Juno Snaps Rare Close-Up of Jupiter’s Shadowy Moon Thebe

NASA’s Juno spacecraft captured a new view of the irregular moon Thebe during a flyby on May 1, revealing the battered world just 5,000 km away.
Juno captured this view of Thebe during a close flyby on May 1, 2026. Image credit: NASA / JPL-Caltech.
Thebe is a small, irregularly shaped moon, measuring approximately 116 x 98 x 84 km and an average radius of approximately 49 km.
It is the second largest inner moon of Jupiter and the seventh largest moon in the Jovian system.
Thebe was discovered in 1979 by astronomer Stephen Synnott using images from NASA’s Voyager 1 spacecraft.
It orbits Jupiter at an average distance of about 221,900 km, well within the orbit of Io, Jupiter’s innermost Galilean moon. One orbit takes approximately 16.1 hours.
Like many inner moons, it is tidally locked, meaning the same face always points toward Jupiter.

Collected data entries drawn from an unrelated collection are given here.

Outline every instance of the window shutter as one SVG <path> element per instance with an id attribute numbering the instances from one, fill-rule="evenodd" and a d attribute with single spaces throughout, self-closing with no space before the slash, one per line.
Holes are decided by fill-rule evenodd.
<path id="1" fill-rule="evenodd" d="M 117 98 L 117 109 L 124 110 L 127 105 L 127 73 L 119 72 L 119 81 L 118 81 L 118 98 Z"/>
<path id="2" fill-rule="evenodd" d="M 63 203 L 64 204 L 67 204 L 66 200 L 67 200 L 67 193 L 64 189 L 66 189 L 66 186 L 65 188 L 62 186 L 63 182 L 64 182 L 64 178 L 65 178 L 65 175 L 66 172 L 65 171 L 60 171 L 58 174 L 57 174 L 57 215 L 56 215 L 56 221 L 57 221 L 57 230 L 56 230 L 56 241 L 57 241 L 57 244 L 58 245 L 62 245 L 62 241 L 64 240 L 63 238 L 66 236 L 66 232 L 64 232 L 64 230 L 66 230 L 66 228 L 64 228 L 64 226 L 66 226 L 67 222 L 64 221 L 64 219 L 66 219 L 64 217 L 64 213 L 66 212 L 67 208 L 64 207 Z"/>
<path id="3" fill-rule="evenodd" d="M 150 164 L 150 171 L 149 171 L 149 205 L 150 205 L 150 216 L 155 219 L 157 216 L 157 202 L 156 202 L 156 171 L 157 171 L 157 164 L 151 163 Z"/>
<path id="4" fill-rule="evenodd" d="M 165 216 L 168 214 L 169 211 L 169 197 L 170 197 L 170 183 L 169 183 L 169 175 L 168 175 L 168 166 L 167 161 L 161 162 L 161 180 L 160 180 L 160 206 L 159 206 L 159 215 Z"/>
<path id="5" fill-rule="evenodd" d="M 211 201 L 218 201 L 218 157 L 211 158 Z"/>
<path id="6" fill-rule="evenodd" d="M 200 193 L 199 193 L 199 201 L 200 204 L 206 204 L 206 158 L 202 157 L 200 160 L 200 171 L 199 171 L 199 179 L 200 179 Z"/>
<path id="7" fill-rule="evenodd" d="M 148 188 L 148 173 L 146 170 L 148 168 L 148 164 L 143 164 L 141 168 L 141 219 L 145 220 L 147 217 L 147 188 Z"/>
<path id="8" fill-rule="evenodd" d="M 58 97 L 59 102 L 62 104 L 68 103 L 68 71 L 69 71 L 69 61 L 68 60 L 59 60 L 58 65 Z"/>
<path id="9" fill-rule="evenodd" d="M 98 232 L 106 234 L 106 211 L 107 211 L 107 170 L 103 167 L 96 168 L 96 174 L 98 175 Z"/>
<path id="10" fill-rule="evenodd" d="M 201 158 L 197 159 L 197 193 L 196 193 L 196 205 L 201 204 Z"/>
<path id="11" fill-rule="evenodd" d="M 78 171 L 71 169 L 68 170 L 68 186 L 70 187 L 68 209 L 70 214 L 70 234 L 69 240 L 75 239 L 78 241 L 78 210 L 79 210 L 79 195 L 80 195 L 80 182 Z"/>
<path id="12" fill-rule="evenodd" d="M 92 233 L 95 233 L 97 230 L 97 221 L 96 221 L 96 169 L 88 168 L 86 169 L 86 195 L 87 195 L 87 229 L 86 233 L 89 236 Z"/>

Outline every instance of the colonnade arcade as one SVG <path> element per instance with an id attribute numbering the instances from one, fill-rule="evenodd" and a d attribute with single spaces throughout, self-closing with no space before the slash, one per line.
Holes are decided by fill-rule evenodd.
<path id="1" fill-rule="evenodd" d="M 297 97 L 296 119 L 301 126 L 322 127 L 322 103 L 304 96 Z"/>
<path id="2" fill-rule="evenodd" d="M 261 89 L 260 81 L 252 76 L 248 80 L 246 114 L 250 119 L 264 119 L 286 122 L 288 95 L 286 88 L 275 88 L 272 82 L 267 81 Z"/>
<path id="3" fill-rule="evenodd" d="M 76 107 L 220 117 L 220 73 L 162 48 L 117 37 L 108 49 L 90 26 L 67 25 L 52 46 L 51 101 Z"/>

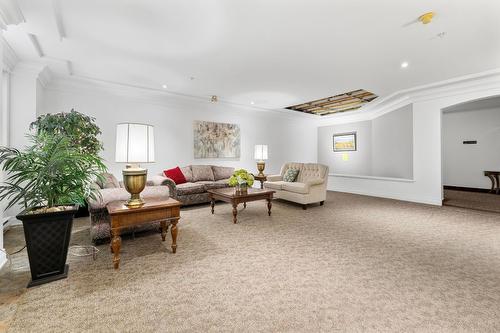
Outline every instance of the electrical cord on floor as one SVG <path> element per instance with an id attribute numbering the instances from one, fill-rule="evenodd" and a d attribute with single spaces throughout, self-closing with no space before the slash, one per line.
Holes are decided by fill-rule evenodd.
<path id="1" fill-rule="evenodd" d="M 22 248 L 20 248 L 19 250 L 14 251 L 14 252 L 12 252 L 12 253 L 7 253 L 7 251 L 4 251 L 4 252 L 5 252 L 7 255 L 11 256 L 11 255 L 13 255 L 13 254 L 16 254 L 16 253 L 21 252 L 21 251 L 22 251 L 22 250 L 24 250 L 25 248 L 26 248 L 26 244 L 24 244 L 24 246 L 23 246 Z"/>

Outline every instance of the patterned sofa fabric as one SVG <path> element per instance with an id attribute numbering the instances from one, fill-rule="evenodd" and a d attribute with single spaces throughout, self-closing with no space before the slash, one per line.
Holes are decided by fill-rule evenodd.
<path id="1" fill-rule="evenodd" d="M 218 181 L 231 178 L 234 173 L 234 168 L 213 165 L 212 171 L 214 173 L 214 180 Z"/>
<path id="2" fill-rule="evenodd" d="M 155 184 L 169 187 L 170 196 L 179 200 L 183 206 L 210 202 L 207 193 L 210 189 L 229 187 L 229 177 L 234 168 L 212 165 L 188 165 L 181 168 L 187 183 L 176 185 L 173 180 L 159 174 L 155 176 Z M 186 172 L 186 173 L 185 173 Z"/>
<path id="3" fill-rule="evenodd" d="M 191 165 L 191 170 L 193 171 L 193 182 L 201 180 L 215 181 L 211 165 Z"/>

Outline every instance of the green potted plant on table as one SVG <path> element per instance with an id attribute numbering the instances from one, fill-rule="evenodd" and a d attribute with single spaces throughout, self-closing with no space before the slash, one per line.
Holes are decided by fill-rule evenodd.
<path id="1" fill-rule="evenodd" d="M 252 187 L 253 182 L 253 175 L 245 169 L 236 170 L 231 178 L 229 178 L 229 186 L 233 186 L 235 188 L 236 194 L 247 193 L 248 187 Z"/>
<path id="2" fill-rule="evenodd" d="M 21 204 L 31 281 L 28 287 L 67 277 L 73 216 L 87 198 L 105 166 L 99 156 L 76 149 L 64 134 L 29 136 L 24 151 L 0 147 L 0 165 L 7 177 L 0 185 L 6 209 Z"/>

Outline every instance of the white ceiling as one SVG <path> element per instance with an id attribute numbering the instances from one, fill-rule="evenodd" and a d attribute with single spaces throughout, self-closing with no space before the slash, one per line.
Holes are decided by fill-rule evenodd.
<path id="1" fill-rule="evenodd" d="M 60 75 L 69 61 L 75 76 L 264 108 L 356 89 L 387 96 L 500 68 L 498 0 L 17 2 L 26 23 L 4 36 L 21 59 Z M 431 24 L 416 22 L 431 10 Z"/>

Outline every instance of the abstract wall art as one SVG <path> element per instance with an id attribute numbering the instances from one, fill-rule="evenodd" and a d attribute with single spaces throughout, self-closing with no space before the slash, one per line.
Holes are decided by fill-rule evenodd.
<path id="1" fill-rule="evenodd" d="M 240 158 L 240 127 L 210 121 L 193 122 L 194 158 Z"/>

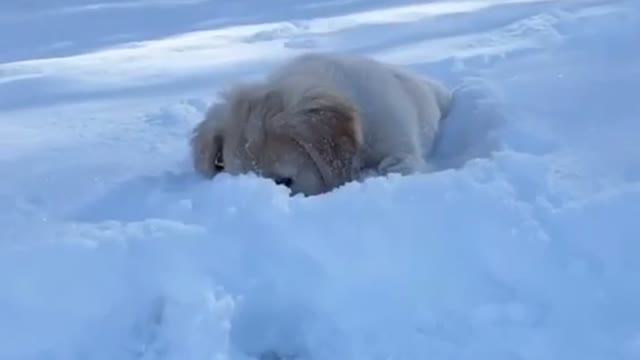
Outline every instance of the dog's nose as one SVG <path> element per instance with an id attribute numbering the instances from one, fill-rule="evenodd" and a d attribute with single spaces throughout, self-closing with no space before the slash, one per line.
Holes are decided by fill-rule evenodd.
<path id="1" fill-rule="evenodd" d="M 293 179 L 290 177 L 279 177 L 274 179 L 275 183 L 278 185 L 284 185 L 286 187 L 291 187 L 293 185 Z"/>

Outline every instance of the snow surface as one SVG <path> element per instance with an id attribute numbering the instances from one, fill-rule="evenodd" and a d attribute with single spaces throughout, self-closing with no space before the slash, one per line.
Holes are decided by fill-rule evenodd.
<path id="1" fill-rule="evenodd" d="M 0 359 L 640 359 L 637 0 L 0 4 Z M 204 181 L 311 50 L 456 87 L 442 171 Z"/>

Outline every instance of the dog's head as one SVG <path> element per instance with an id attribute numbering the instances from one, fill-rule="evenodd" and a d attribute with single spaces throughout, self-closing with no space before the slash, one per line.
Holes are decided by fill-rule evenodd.
<path id="1" fill-rule="evenodd" d="M 305 195 L 355 178 L 362 130 L 344 97 L 254 85 L 234 88 L 222 100 L 194 130 L 194 167 L 201 174 L 252 172 Z"/>

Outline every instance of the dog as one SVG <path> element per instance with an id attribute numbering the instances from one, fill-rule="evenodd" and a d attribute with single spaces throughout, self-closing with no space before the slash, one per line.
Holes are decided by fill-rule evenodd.
<path id="1" fill-rule="evenodd" d="M 222 91 L 193 130 L 193 166 L 207 178 L 254 173 L 306 196 L 429 172 L 451 100 L 441 83 L 399 66 L 307 53 Z"/>

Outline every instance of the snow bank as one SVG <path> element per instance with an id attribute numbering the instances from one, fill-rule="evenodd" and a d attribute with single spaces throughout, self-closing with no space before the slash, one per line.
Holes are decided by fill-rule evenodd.
<path id="1" fill-rule="evenodd" d="M 313 199 L 139 180 L 4 247 L 2 358 L 632 358 L 640 186 L 558 207 L 527 179 L 563 180 L 517 154 Z"/>
<path id="2" fill-rule="evenodd" d="M 201 98 L 4 113 L 47 136 L 0 152 L 0 359 L 640 357 L 622 5 L 543 14 L 547 50 L 458 59 L 442 171 L 324 196 L 197 178 Z"/>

Thebe has a dark reddish, heavily cratered surface. Its most prominent feature is the large impact crater Zethus, named after Thebe’s mythological twin brother.
One of Thebe’s most notable contributions is that the Moon is the primary source of material for Jupiter’s Spider Ring, one of the faintest outer rings of Jupiter’s ring system. Micrometeorite impacts push dust from the Moon’s surface, which then spreads in a diffuse ring along Thebe’s orbital path.
“Thebe resides at the outer edge of Jupiter’s weak ring system and is thought to play a role in the formation of the planet’s ‘spider’ ring through the shedding of dust,” NASA scientists said in a statement.
The new image of Thebe was captured with the Stellar Reference Unit (SRU) on board the Juno spacecraft at a distance of about 5,000 km.
“Although the primary function of the SRU is to image star fields for navigation, its high sensitivity in low-light conditions makes it a powerful secondary scientific instrument,” the researchers said.
“The SRU has already been used to discover ‘shallow flashes’ in Jupiter’s atmosphere and to image the planet’s ring system.”